If a person arrives with no followers, doesn't monetise or doesn't pay for any subscriptions, from Substack's perspective they are dead weight. Their content will become invisible unless they can stimulate engagement in some other way. Ultimately, visibility is best served by bringing people to the platform who were not here before, that is what is incentivised. At first it seems absurd that Substack advise people to promote their content on other platforms when Substack has a massive local readership economy. The point is that they are already here and before a content creator proves themselves to the algorithm as being capable of getting engagement, the algorithm is not going to bother putting that content in front of many people.
Lack of engagement begets invisibility. The relevance to this post is that while content creation is solely a matter of validation trading it is difficult for more balanced narratives to get penetration. There is a kind of inverse polarisation going on.

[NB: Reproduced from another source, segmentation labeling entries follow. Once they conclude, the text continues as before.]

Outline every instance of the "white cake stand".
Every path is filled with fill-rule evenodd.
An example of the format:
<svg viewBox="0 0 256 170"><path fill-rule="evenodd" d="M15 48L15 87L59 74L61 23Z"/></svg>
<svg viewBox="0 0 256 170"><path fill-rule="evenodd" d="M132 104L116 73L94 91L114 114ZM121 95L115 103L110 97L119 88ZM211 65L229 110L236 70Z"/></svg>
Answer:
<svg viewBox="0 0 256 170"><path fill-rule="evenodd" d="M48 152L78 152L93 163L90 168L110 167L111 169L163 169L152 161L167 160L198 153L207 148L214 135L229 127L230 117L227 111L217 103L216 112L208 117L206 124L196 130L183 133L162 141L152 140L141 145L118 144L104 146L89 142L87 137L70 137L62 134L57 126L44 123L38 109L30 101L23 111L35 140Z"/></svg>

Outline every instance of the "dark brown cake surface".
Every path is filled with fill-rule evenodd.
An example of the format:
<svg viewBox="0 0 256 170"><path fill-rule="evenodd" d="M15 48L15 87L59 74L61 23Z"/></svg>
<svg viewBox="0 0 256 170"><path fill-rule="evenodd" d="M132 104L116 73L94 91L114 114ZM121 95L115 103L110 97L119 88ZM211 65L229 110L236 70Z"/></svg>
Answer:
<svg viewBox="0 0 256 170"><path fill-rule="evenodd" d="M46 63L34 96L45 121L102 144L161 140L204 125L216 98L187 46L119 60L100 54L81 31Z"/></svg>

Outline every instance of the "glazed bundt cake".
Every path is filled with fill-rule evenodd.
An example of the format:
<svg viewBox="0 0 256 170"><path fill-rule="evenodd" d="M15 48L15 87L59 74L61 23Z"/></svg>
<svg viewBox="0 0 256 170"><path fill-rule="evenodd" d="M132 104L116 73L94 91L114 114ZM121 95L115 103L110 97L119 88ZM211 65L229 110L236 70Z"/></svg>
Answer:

What do I mean by that? Pick any topic you want. To criticise the polar opposites of a debate is to alienate both sides. People who might share your views or agree with in part are likely to think that the bits they don't like will reflect badly and possibly damage their own social currency. Whereas to pick an extreme stance means you engage both support and opposition. This means that it is socially safer to engage with polarising content either as a supporter or detractor than it is a nuanced post that may be misinterpreted. That is the issue regardless of topic.
Cultural commentators aren't actually "commentators"... They are participants in the political narrative. Journalism and academia have both crossed the line between descriptive and prescriptive (this was drummed into me in my Phil major!). In other words they are activists - not all but most are cheering for a side. At least hustling an income stream from it.
And just as social media & citizen activism online has exploded (DT's win was strongly attributed to this) mainstream politics is turning to regulate that same media space... Public interest or self-interest?
But how to ppl who don't seek audiences and are sensitive souls get their opinions heard at all? It is already such a crowded market.